Someday, everything is gonna be smooth like a rhapsody
When I paint my masterpiece.

Yes, Dylan’s songs through five decades have been attempts to paint a masterpiece, and just as the true majesty of a work of genius cannot be fully appreciated by looking just at one work, be it Leonardo’s Mona Lisa or Van Gogh’s Starry Night or Munch’s Scream, works which most of us know just well enough to say we’ve been there, so with Dylan.  Each new album, each new song gives us a greater understanding of all the others.


But I must draw this series to a close. 

It has not been my purpose to analyze all of his songs but to provide a perspective from which his artistic achievements can be appreciated by raising several major questions.  One is the relationship of art to popular entertainment; another is the question of the mythic basis of poetry.  I have argued that the Democratic poet who avoids intellectual obscurity can bring a wide audience back to poetry after having been turn off by what Modern Poetry became during the first half of the twentieth century.   And of course by now the gentle listener who has paid attention sees that eternal dichotomy of moderation and excess in the joker and the thief.  I hope that you will look forward to further explorations of these themes in later editions of Shakespeare in the Alley.  Until then, this is Bill King saying, so glad you came around.

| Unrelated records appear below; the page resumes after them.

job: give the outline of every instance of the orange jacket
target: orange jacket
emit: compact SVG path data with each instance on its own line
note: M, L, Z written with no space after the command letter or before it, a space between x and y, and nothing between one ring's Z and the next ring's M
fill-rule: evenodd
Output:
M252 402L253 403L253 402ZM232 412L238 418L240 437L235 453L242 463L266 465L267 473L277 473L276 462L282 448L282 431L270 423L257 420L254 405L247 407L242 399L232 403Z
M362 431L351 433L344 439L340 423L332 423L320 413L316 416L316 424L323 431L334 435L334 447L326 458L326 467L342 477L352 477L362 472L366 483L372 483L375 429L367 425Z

END OF FINAL SHOW (Epilogue, Show 13 in progress)

List the new book reviewed in Atlantic on web site.

5Cf. George Monteiro, “Dylan in the Sixties,” South Atlantic Quarterly, 73: 2 (Spring 1974), 164-72: “it is apparent to me that no poet has worked the comic apocalypse with as much success as the ‘song poet’ Dylan has” ( 169). Also Laurence Gonzales, “Persona Bob: seer and fool,” Costerus, 3 (1972), p. 53: “I have deliberately refrained from comparing Dylan with great artists because ht is a songwriter.”

6George Ford, Dickens and His Readers (New York: Norton, 1965), p. 23.